Lagos leads rest of Africa in tech hubs, but not funding

Lagos has taken over as the African city with the highest number of technology hubs (31 active hubs) according to Global System for Mobile Communications Association (GSMA) report released in March, 2018.

On a country comparison, Nigeria lagged South Africa by the number of technology hubs (tech hubs) with 55 active hubs, leaving the second largest economy which boasts 59 activetech hubs on the Africa continent to take the lead.

Despite Lagos new found status, a report released in February by Partech titled ‘VC Funding to African Tech Start-ups, 2015-2017’ showed that funding to tech start-ups in Nigeria slowed down compared to those in South Africa and Kenya during the period. Lagos accounts for more than 70 percent of the entire tech ecosystem in Nigeria.

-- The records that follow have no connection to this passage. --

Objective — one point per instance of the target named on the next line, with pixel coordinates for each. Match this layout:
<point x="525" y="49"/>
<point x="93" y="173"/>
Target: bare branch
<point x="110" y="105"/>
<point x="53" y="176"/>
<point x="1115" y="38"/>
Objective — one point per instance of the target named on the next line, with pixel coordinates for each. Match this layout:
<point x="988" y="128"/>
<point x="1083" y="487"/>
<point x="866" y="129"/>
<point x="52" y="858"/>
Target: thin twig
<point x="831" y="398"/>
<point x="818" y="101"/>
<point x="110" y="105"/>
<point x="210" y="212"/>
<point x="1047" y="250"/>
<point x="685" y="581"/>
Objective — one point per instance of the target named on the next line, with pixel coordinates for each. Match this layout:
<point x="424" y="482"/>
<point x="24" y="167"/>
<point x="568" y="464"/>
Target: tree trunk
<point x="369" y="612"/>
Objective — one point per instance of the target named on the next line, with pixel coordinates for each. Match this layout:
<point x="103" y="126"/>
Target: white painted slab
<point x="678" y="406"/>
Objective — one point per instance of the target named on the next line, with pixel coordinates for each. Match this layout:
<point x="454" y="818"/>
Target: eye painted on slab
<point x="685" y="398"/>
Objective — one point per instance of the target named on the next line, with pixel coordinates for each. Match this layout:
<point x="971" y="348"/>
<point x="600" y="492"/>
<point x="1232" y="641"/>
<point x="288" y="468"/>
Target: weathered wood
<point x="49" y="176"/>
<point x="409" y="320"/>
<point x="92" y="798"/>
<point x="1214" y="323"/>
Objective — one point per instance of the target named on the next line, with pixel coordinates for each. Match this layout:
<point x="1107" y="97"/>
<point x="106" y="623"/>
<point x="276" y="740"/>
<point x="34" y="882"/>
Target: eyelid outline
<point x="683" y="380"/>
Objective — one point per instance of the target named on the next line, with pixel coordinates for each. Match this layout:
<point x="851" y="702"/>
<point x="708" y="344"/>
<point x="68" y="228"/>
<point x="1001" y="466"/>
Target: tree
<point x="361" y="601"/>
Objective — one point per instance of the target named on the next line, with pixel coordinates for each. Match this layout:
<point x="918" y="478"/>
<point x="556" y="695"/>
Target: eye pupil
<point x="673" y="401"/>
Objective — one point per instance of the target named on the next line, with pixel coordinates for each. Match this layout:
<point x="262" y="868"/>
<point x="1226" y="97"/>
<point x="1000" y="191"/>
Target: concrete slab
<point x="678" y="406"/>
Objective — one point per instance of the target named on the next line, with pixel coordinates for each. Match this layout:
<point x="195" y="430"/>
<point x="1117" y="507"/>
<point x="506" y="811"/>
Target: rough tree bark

The tech start-ups received $115 million in the period representing a 5 percent growth year-on-year and accounting for 20 percent of the total funding coming into the African continent.

Tech hubs are defined as physical spaces designed to foster and support tech start-ups. These include incubators, accelerators, co-working spaces, fab labs, Makerspaces, and other innovation centres. Active hubs on the other hand are hubs that show active digital presence (website, news, social media).

Africa is currently home to 442 tech hubs according to the 2018 tech hub report; this was up by 128 from 314 active tech hubs reported in 2016. Other leading tech hub countries in the continent, apart from the two largest economies include; Egypt (34), and Kenya (30) Morocco (25), Ghana (24), Tunisia (17), Uganda (16), Zimbabwe (13), and Senegal with 12 techhubs.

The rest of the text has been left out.